Artwork 101: Files and Color Models


In this post we’re getting back to basics. We’re talking about the common artwork terms and color models referenced in design and customization of promotional products like writing instruments. If you’re a promo industry veteran, this post would be a great one to share with anyone new to the industry, as it helps answer some of the most common questions for folks new to print and promo.

The Artwork

First, let’s begin with the artwork, which is what (i.e. logo or company URL) a customer would like to imprint on a promotional product. The two terms commonly associated with artwork include vector (the preferred type of artwork for printing promotional products) and raster.

Vector art is created using an illustration software program like Adobe Illustrator, which uses mathematical equations to create intricate, path-based shapes that together create an image such as a logo. Every detail in the image—lines, curves, strokes of color—relates back to a vector path (or mathematically based instruction) that allows an image to be scaled larger or smaller without sacrificing the quality of the image.

No matter how much you zoom in, the image and text of vector artwork files will remain the same. This makes for an ideal file type when printing a variety of media and sizes—from pens with a small imprint area to outdoor banners with a large imprint area. Typical forms of vector art include EPS, PDF and AI.

View the change in image quality between vector art vs. raster art when the images are zoomed in at 150%.

Text to vector conversion, or outlining texts or type, refers to changing typed text into graphic shapes to create a vector image. This helps to ensure that every computer and printer can accurately read and output all fonts provided. Text to vector art conversions are particularly important when working with custom-designed fonts that wouldn’t be readily found on all computers.

Raster art is composed of millions of tiny square pixels that each contain information about one color. Together, these millions of pixels create a single image. Photographs and scanned images are examples of raster art. Unlike vector art that maintains the integrity (quality) of the image at all times, the small square pixels that form raster art become visible as you zoom in on the image (think “pixelated”). And while raster art files can be reduced in size, they cannot be enlarged without the image becoming blurry. Typical forms of raster art include JPG, PNG, and TIFF files.
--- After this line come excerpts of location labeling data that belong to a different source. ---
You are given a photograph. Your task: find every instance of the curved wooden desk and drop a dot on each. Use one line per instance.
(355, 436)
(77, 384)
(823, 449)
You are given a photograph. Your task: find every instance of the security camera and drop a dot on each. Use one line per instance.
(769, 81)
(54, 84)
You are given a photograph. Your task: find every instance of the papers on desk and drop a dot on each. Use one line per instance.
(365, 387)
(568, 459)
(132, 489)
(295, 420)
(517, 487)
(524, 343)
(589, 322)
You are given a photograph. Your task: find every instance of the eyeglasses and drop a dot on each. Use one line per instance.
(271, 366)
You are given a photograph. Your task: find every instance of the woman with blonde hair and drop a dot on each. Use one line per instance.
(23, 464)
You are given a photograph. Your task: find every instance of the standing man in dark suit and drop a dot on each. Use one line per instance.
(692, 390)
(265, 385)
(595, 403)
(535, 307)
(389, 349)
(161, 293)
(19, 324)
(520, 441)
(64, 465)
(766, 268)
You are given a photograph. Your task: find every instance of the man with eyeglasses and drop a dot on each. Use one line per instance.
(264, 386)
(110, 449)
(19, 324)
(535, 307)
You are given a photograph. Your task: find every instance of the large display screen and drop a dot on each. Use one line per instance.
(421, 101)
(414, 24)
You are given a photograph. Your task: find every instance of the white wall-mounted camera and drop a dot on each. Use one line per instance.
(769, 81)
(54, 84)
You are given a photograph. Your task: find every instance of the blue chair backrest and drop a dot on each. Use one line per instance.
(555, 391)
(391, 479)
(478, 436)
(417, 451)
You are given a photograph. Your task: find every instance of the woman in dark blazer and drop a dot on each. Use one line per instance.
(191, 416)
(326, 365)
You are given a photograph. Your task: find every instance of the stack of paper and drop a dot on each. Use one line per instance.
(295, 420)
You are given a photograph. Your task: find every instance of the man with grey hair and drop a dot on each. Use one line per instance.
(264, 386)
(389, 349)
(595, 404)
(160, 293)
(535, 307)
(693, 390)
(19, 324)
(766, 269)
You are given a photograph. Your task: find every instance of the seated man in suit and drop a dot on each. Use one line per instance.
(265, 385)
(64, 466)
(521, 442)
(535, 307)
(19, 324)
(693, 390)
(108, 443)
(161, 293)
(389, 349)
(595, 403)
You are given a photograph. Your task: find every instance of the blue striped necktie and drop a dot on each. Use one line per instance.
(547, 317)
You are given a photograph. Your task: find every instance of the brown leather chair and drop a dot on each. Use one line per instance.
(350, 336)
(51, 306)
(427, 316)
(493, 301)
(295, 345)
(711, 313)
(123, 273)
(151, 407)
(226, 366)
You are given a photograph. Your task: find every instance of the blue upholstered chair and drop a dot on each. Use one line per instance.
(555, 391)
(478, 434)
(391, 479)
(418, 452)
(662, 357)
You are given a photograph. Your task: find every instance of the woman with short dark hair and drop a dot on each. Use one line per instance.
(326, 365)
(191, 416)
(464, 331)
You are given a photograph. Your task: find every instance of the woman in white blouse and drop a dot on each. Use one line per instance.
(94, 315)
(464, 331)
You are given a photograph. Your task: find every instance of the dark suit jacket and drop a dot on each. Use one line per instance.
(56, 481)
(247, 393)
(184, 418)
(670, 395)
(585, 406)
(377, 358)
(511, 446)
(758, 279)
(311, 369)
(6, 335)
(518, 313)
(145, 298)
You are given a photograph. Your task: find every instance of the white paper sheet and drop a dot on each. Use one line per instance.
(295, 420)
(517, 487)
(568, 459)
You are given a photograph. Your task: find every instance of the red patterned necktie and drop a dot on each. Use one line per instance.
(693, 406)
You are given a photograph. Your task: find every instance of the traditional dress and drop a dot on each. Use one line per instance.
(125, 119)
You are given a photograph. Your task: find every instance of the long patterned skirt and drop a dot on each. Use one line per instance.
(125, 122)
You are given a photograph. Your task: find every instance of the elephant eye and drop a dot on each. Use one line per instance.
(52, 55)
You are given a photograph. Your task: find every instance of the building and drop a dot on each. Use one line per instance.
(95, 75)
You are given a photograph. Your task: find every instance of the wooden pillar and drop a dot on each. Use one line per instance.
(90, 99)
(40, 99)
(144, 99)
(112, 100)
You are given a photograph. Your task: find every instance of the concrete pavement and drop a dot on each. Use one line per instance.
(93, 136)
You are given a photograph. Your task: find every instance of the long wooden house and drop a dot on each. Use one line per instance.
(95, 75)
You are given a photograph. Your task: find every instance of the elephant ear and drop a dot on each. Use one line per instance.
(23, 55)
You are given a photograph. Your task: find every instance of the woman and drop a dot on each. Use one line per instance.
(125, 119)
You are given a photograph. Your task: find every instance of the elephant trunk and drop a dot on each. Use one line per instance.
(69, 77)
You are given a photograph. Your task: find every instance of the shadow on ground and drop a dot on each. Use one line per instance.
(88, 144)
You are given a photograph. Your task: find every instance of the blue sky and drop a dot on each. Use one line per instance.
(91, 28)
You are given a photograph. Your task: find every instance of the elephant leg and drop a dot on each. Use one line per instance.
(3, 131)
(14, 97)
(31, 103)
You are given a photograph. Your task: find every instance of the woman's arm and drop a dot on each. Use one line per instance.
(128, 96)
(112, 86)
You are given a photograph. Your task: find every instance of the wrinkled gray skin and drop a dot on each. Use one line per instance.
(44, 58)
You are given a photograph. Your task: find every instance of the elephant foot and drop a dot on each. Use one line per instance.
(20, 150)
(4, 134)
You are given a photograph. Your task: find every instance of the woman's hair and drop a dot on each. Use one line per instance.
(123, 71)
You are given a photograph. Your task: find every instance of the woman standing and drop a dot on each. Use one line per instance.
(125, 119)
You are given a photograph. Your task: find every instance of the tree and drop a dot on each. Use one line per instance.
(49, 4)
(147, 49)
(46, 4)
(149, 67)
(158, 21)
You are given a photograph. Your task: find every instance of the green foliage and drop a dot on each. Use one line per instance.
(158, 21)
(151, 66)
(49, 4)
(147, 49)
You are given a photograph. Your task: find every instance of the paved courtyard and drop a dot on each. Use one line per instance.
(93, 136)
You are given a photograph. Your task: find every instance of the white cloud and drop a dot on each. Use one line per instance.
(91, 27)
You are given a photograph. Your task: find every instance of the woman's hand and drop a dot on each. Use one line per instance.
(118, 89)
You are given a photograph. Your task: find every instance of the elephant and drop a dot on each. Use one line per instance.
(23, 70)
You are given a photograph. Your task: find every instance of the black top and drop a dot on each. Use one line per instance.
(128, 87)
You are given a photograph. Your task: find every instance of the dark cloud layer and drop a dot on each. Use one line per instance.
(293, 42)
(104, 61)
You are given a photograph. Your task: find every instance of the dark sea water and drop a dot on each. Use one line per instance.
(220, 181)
Difference between painting with pixels (left) and drawing with vectors (right).

The Color Models

Next, let’s go over the common color models often referenced in design: Pantone, CMYK and RGB.

Pantone Matching System (PMS) is a color system that contains premixed inks that create a single solid color, also referred to as a spot color. While there are roughly 1,800 PMS spot colors, each color can be tinted (lightened) by adding white, toned by adding gray, or shaded (darkened) by adding black, bringing the potential number of PMS color variances into the millions.

*Promo Fact: Every year Pantone releases their Color of the Year, which is then often featured in consumer goods like clothing and household items, and even promotional products.

Color Wheel

CMYK color model is based on four colors: cyan, magenta, yellow and key (black). Often referred to as 4-color or full-color process, CMYK allows for detailed color matching and gradients of color. The CMYK model subtracts and/or layers various intensities of cyan, magenta and yellow to achieve a desired result, making it possible to translate a given color or palette of colors, including PMS colors, into CMYK. It is used for printing materials like paper goods and branded full-color drinkware and pens.

CMYK direct digital imprint (ColorJet™ technology) on a soft-touch rubberized metal pen barrel.
CMYK wraparound digital imprint (SimpliColor® technology) on a plastic pen barrel.

RGB color model is used for digital images like logos formatted for websites or social media graphics, and is based on three colors: red, green and blue. The RGB color model adds and mixes layers of light to create a desired image to be displayed on electronic devices like computer and television screens.

In printing material (tangible) items we always work in CMYK (4-color or full-color processing), never RGB.

View the difference in color of a print-ready image (CMYK) vs. a web-ready image (RGB), as electronically displayed here.